Bölüm 43

10.7K 805 630
                                    



Merhabalaarr.. Nasılsınız bakalım, herkes iyidir umarım.

Size güzelce uzunca bir bölüm hazırladım alın tadını çıkartın. 😚

Sizden tek ricam bol bol yorum yapmanız ve oylarınızı vermeniz, geçen bölüm benim için baya bi hayal kırıklığıydı oy sayısı gerçekten çok zoruma gitti. Okuyorsunuz, bölüm istiyorsunuz heyecanla okuyorsunuz ama arkanızı bakmadan gidiyorsunuz olmuyor böyle ne kadar oy o kadar hızlı bölüm.. 🤍

Bölümün tadını çıkarın sizleri seviyorum 🫶🏻

Ama önce.. 🥀🥀🥀


...

"Off.."

Elimdeki bardağı sinirle masaya bırakıp sırtımı geriye yasladım. Düşünmekten başıma ağrılar girmeye başlamıştı artık. Ellerimi başımın iki yanına vurup vurup düşüncelerimi susturmak istiyordum.

Nasıl böyle tüm zihnim, düşüncelerim aklım bütün odağım Çakır'da olurdu? Kimdi ki bu adam! Ne kadar tanıyordum da bir haftadır yatıp kalkıp onu düşünüyordum? Neydi bunun ismi merak mı, yoksa etkilenmek mi? Neyse kabul etmeye razıydım ama isimlendiremeyordum çünkü ilk defa yaşıyordum bu hisleri. Bazen bir yere dalıp aptal aptal sırıtıyor bazen suratım sirke satıp neden hala karşıma çıkmadığını düşünüyordum.

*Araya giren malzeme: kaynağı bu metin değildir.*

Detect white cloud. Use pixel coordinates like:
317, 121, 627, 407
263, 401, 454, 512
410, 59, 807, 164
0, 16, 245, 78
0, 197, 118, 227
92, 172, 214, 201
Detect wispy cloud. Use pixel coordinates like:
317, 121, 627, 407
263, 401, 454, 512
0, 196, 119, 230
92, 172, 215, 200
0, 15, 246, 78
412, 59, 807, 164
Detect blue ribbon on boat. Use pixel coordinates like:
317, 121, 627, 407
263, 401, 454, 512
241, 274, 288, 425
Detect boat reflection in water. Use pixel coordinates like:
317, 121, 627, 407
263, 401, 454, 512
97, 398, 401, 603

İşaret parmağımı dişlerimin arasına sıkıştırıp sıkıntıyla kemirmeye başladım. Yoksa beni görmek istemiyor muydu?

"Adi pislik!" Dedim hırsla. "Madem biliyorsun kim olduğumu, işimi, ne yaptığımı ne diye çıkmıyorsun karşıma hayvan!"

Köşeden tuhaf tuhaf bana bakan adamlarla bir an nerde olduğumu hatırlayıp silkindim. Korumalara hafifçe tebessüm edip önümdeki çay kupasını alarak içeriye girdim. Evde kimsecikler yoktu bugün, herkes işteyken ben keyfi olarak işe gitmeme kararı almıştım çünkü gitsem bile konuşanların suratına boş boş bakmaktan başka bir şey yapamıyordum.

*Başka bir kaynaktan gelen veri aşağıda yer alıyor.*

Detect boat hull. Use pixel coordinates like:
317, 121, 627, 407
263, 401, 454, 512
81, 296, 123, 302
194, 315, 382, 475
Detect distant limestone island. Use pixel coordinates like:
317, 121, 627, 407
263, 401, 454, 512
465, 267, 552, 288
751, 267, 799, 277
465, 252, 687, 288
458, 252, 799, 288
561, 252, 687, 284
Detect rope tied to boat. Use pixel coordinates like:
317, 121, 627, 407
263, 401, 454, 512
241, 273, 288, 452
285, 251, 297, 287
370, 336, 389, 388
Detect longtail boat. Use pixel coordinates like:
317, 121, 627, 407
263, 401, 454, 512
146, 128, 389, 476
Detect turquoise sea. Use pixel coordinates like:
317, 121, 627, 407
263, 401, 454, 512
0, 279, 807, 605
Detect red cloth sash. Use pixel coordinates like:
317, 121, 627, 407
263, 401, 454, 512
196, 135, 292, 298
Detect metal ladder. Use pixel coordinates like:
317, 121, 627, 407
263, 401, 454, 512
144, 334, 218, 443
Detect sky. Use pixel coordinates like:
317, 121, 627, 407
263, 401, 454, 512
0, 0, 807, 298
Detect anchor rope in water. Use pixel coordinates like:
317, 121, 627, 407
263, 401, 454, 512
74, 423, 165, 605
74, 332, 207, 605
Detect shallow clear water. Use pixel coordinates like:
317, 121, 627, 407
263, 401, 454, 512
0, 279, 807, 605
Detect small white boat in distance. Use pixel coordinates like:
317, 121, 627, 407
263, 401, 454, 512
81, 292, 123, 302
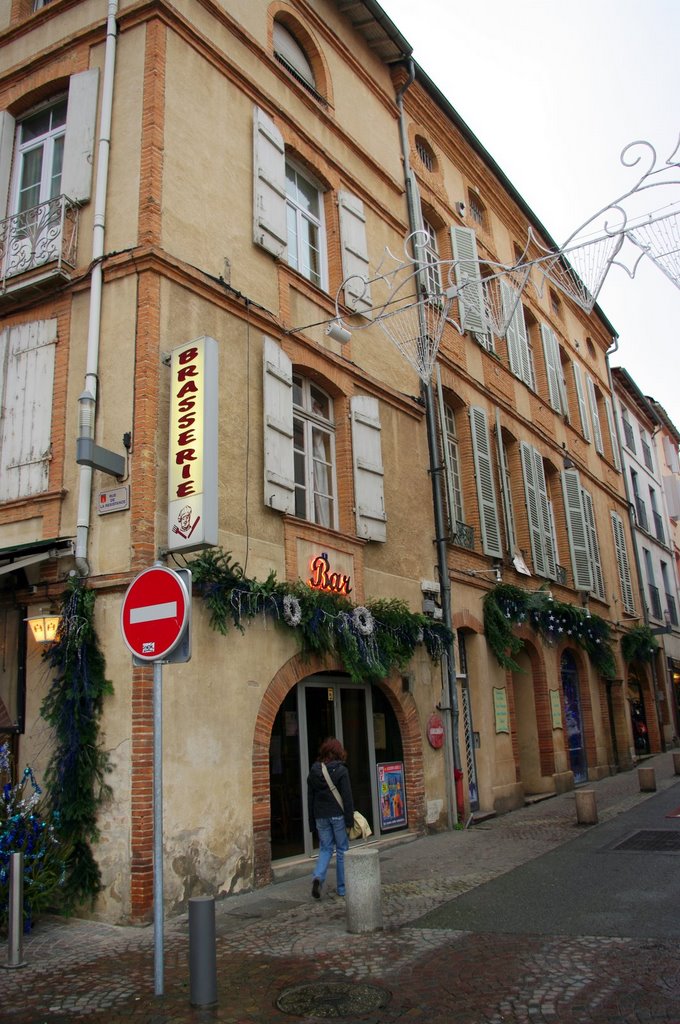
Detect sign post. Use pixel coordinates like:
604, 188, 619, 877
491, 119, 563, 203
121, 562, 192, 995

"Allah'ım deliricem! Sen bana yardım et.."

Kupayı mutfağa bırakıp nefes alma ihtiyacıyla boğaz manzaralı balkonumuza çıktım. Ellerimi korkuluklara bastırıp sahilde yürüyen ve oturanlara göz gezdirirken güneşli Işıl Işıl havaya rağmen içimde amansız bi sıkıntı vardı. Böyle sanki göğüs kafesime sıkı bir yumruk yemiş gibi hissediyordum.

Nerdeydi.. beni hiç mi görmek istemiyordu? Görmek isteseydi karşıma çakmaz mıydı? Ben mi bir şeyleri çok büyütüyordum anlamıyordum ama ne bileyim işte burda da karşılaşırız sanmıştım. Sonuçta kısa sürede de olsa samimiyet kurmuştuk. Yatağında beraber uyumuştuk yahu daha ne olsun!

"Numaramı da istemedi zaten.."

Ya her şeyi geçtim insan bi görünüp nasılsın o günden sonra derdi.. ah bir bilseydim nerde olduğunu ben ona gösterirdim İstanbul kaç bucakmışta.. yerini de bilmiyordum işte.

"Ama elbet çıkacaksın karşıma." Elimi yakaladığım korkuluklara daha sıkı tutundum. "Elbet çıkacaksın biliyorum.." diye mırıldandım.

Evde durmanın kafamı daha da bulandıracağım bildiğimden odama geçip dışarı çıkmak için hazırlanmaya başladım. Hazır herkeste meşgulken biraz kafamı dinlemek istiyordum. Bacaklarıma hızlıca kot pantolonumu geçirip üzerine rastgele basic beyaz tişört çektim. Ayağıma beyaz sporlarımı geçirip saçımdaki tokayı hızla çekip çıkardım.

Kabarıklığı belkide biraz sinirim yüzünden diken diken olmuştu, hiç istemesemde oflayıp düzleştiriciyi prize taktım. Onun ısınmasını beklerken tişörtümün bir kısmını pantolonumun içine sokup daha şık görünmesini sağladım.